Sciencemadness Discussion Board

LiAlH4 vs NaAlH4

ChemistryForever - 14-12-2018 at 08:52

Why is LiAlH4 used instead of NaAlH4 ? NaAlH4 would be cheaper

Vosoryx - 14-12-2018 at 10:03

As with everything, it depends on reaction conditions and what you're aiming to accomplish. If i recall correctly, LiAlH4 is a more powerful reducing agent than the sodium version, and is therefore more common. Cheaper than both is sodium borohydride, which is slightly less reducing again.
Sometimes, the reducing agent could be too powerful.
It really depends on the reaction conditions, reactants, expected products, and availability.

Tsjerk - 14-12-2018 at 10:06

I guess the lithium salt is more soluble under common conditions, like less apolar solvent conditions.

Nakhimov - 18-12-2018 at 06:33

The primary reason I've chosen LAH over the sodium species is solubility concerns, NaAlH4 isn't soluble in ether.

I also did a quick price check: LAH is actually cheaper at sigma than NaAlH4. Presumably due to economy of scale? I would suggest you check into the industrial production methods for each and see if that gives a clue.

Tsjerk - 18-12-2018 at 16:21

Quote: Originally posted by Nakhimov  
LAH is actually cheaper at sigma than NaAlH4. Presumably due to economy of scale?

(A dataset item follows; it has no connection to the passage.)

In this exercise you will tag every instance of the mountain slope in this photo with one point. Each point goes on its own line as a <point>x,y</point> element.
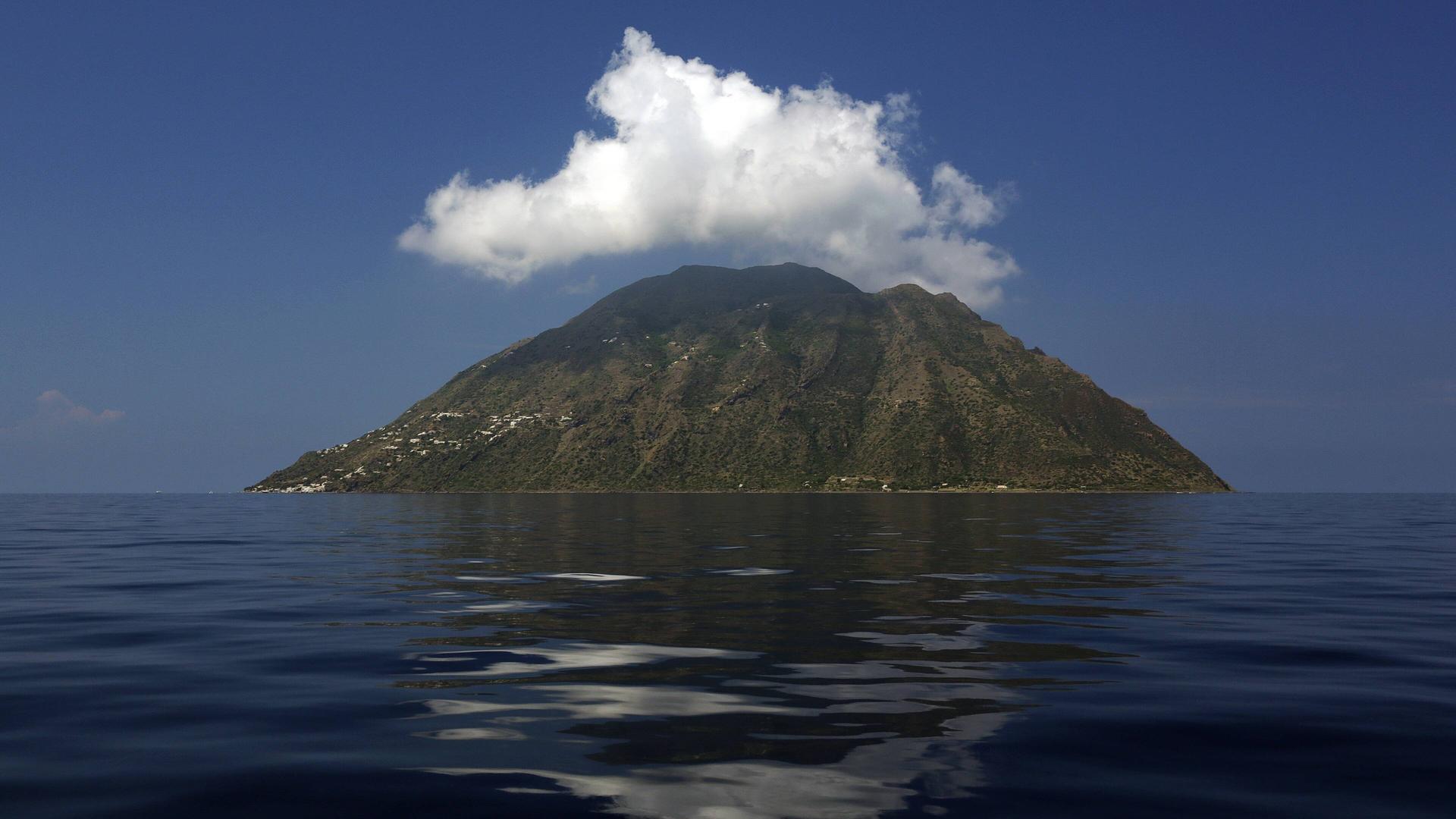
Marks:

Or maybe the production process requires a recrystallization, which would require less solvent in the case of a more soluble salt.

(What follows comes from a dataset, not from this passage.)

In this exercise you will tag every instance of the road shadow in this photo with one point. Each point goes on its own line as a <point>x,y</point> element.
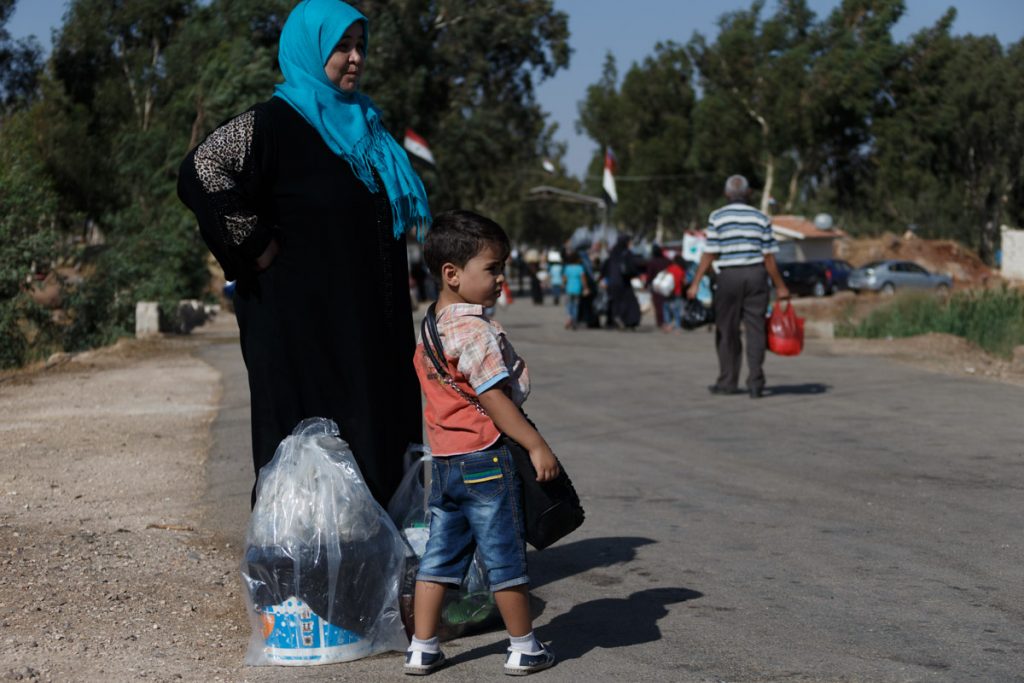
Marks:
<point>605,623</point>
<point>572,558</point>
<point>796,389</point>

clearly_not_atara - 18-12-2018 at 20:50

If I had to guess NaAlH4 is more reactive, which is probably annoying because LiAlH4 is already too reactive. To wit, NaAlH4 has a flash point of -22 and LiAlH4 has a flash point of +125, making the former compound a red 4 NFPA.

[Edited on 19-12-2018 by clearly_not_atara]

Metacelsus - 18-12-2018 at 23:44

Doesn't flash point refer to the temperature at which the vapors are ignitable? I doubt either compound is very volatile.

clearly_not_atara - 18-12-2018 at 23:56

If it didn't produce any vapor there wouldn't be a flash point:

http://www.stanhope-seta.co.uk/fp_docs/Flash-Point-Testing-e...

"A sample of specified volume is introduced to the test cup which is maintained at the test temperature. After a specified time, a test flame is applied and the presence or absence of a flash observe"

I imagine that dissociation to NaH (s) + AlH3 (g) gives the compound a nonzero flash point. The latter compound can sustain a flame at incredibly low concentrations.

[Edited on 19-12-2018 by clearly_not_atara]

zed - 7-1-2019 at 19:53

NaAlH4 is generally much cheaper than the Lithium Salt. And it can, in fact, be made straight-away with a Parr Pressure reactor, Na, Al, and H2.

Purported to be similar in reducing power to LiAlH4, but it is not very soluble in common solvents.